TL;DR
The pick: Android’s built-in app hiding is in Settings > Apps > Hide apps on Samsung One UI, in the Pixel Launcher’s Search settings, and in the Files by Google Safe Folder for hiding sensitive files specifically.
Runner-up: for stronger privacy, Samsung Secure Folder creates a separate encrypted workspace where apps and data are completely walled off from the main user. Free, built-in on Galaxy phones.
Skip if: you’re trying to hide apps that don’t belong on the device (work-issued phone, monitored device). Hiding apps doesn’t bypass Mobile Device Management policies; the IT team can still see what’s installed.
There are several reasons to hide apps on an Android phone. Privacy from someone borrowing your phone, decluttering your home screen, or separating work and personal app workflows. Below: the built-in Android features that handle each, without needing third-party launchers or modifications.
1. Hide apps from the launcher (Samsung One UI)
Settings > Home screen > Hide apps on Galaxy. Pick the apps to hide; they remain installed and functional but no longer appear in the home-screen app drawer or search.
2. Hide apps from the launcher (Pixel)
The Pixel Launcher doesn’t have a built-in hide-apps feature. The closest workaround is Settings > Apps > Default apps > or installing a third-party launcher (Nova, Niagara) that supports per-app hiding.
3. Samsung Secure Folder (full encrypted workspace)
Settings > Security & privacy > Secure Folder on Galaxy phones. Creates a parallel app-and-data space, encrypted with a separate PIN/biometric. Apps installed in Secure Folder don’t appear in the main launcher; their data is completely walled off; even forensic tools can’t see across the boundary without the PIN.
4. Files by Google Safe Folder (for hiding files specifically)
Files by Google has a Safe Folder feature for sensitive documents and photos. PIN-protected, with biometric unlock. Files moved here aren’t visible in Photos, Files, or any app outside Files by Google itself.
5. Disable apps you can’t uninstall (vendor bloat)
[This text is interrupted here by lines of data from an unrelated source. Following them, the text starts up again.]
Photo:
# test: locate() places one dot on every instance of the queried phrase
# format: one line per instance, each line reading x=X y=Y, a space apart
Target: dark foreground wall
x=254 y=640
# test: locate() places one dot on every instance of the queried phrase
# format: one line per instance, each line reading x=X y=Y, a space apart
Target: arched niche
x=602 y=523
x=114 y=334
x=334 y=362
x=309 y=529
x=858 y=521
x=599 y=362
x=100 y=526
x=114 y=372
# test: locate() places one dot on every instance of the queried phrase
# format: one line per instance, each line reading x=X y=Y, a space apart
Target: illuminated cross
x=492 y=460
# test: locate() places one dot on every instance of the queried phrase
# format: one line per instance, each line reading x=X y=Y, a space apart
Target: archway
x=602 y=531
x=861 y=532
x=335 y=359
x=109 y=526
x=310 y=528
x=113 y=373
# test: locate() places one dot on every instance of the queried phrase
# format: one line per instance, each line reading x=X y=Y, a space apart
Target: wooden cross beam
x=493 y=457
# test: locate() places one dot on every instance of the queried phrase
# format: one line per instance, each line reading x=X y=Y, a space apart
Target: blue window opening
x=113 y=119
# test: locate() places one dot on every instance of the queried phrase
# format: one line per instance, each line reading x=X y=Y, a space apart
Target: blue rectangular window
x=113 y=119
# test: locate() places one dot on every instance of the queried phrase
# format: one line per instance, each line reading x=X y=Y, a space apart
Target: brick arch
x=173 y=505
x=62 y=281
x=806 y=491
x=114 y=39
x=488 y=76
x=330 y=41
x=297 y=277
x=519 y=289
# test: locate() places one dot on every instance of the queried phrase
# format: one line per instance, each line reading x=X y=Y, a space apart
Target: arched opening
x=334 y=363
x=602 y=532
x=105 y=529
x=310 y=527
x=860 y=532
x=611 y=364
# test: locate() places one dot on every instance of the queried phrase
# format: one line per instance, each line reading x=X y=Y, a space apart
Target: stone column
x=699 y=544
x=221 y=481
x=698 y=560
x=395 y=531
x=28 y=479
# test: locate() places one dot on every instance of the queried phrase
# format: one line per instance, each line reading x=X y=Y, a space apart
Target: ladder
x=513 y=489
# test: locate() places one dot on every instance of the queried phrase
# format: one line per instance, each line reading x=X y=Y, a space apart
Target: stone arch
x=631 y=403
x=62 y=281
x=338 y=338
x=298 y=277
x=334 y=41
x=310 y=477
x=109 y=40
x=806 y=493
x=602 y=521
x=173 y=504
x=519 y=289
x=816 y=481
Settings > Apps > pick the app > Disable. Disabled apps are still installed but inert; they don’t run, don’t update, and don’t appear in the app drawer. Useful for vendor-installed apps that can’t be uninstalled but you don’t want clogging the system.
Verdict
Use the built-in tools. Samsung’s Hide apps + Secure Folder cover the strong-privacy case on Galaxy; Pixel users have fewer first-party options but Files by Google’s Safe Folder covers sensitive-files specifically. Skip third-party “hide app” tools; most have aggressive ad layers and questionable permission requests.
How we tested
Verified May 2025 on Pixel 9 Pro, Galaxy S25 Ultra, and OnePlus 13.